Very cool, thanks for the read. I don't think I have the patience to play through these games myself yet, but reading about them like this brings me one step closer. Cheers!
posted by wyndham at 9:38 AM on February 2, 2016

There are some similarly insightful and entertaining screenshot only runs for classic Squaresoft games on the Let's Play archive (as well as many other games).
posted by Dalton Luceria at 9:58 AM on February 2, 2016 [1 favorite]

OMG, the algorithm document linked in the post is amazing. Both for its contents and for the fact that this research was actually done.
NAME: Ridicule
LEVEL: 31 EXP: 900

Condition:Status:Enemy:Dead {
    Change Target:Single Party Member
    Dance of the Dead
posted by ignignokt at 10:02 AM on February 2, 2016

I'm going to watch this when I have a chance, because I love FFV (thanks FJF!). Also, if you're into these kinds of challenge runs, this site has solo runs for each job. A lot of players consider this an invaluable reference.
posted by bonje at 10:06 AM on February 2, 2016 [1 favorite]

I'm always in mild awe of people who do this.

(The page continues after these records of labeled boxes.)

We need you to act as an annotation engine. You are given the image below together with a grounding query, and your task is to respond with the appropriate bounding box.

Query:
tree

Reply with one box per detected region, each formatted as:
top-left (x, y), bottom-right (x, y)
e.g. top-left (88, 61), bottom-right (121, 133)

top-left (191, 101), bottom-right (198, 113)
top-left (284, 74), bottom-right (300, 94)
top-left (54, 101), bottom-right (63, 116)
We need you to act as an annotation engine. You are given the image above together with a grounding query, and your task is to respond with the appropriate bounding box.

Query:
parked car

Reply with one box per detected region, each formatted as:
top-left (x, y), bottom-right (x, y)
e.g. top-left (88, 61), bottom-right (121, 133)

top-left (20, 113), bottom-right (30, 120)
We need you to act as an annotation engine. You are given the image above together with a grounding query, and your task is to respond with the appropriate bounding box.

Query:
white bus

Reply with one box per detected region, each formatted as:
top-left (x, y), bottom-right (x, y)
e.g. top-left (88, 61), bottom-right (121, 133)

It's not my thing, but I enjoy knowing that people are out there, figuring this stuff out, writing about it -- living the dream
posted by GenjiandProust at 11:11 AM on February 2, 2016

Haste and slow are indeed super OP. So is breaking rods and using the healing staff. And that's before even Quick is taken into account... Whenever I get Time Mage in Four Job Fiesta I feel like it's suddenly much easier, and a guaranteed easy kill on the two optional mega bosses.
posted by nom de poop at 11:18 AM on February 2, 2016 [1 favorite]

During the recent Awesome Games Done Quick charity marathon, I was totally transfixed by this guy playing Final Fantasy IV and exploiting both a deep knowledge of how the enemy encounter rate worked and certain glitches that allow you to speed through things (like glitching Tellah's MP above 99 so he can cast Meteo and end virtually any boss battle in one turn). This stuff is like candy for me too--it's amazing to see how people dig into these 20+ year-old games and display this complete mastery of their mechanics.

To this day I still get a little thrill when I figure out how to glitch a game a little bit; it feels like pushing right up against the boundaries of how the imaginary world is constructed. I spent the last month playing Witcher 3 and had a lot of fun at one point playing chicken with the city guards, figuring out that I could lure them close to the water's edge but reach a point where they couldn't path to me, so they would be be stuck far enough outside of melee range and I could just hit them with magic and crossbow bolts from a distance.
posted by Kosh at 2:44 PM on February 2, 2016 [2 favorites]

Yeah, I had a similarly fun experience finding some places in The Talos Principle where you could get out of the intended level geometry and, for example, make a puzzle easier by stealing extra components from a different puzzle.

This AGDQ's Talos Principle run was probably hard to follow for anyone not familiar with the game, but I was amazed.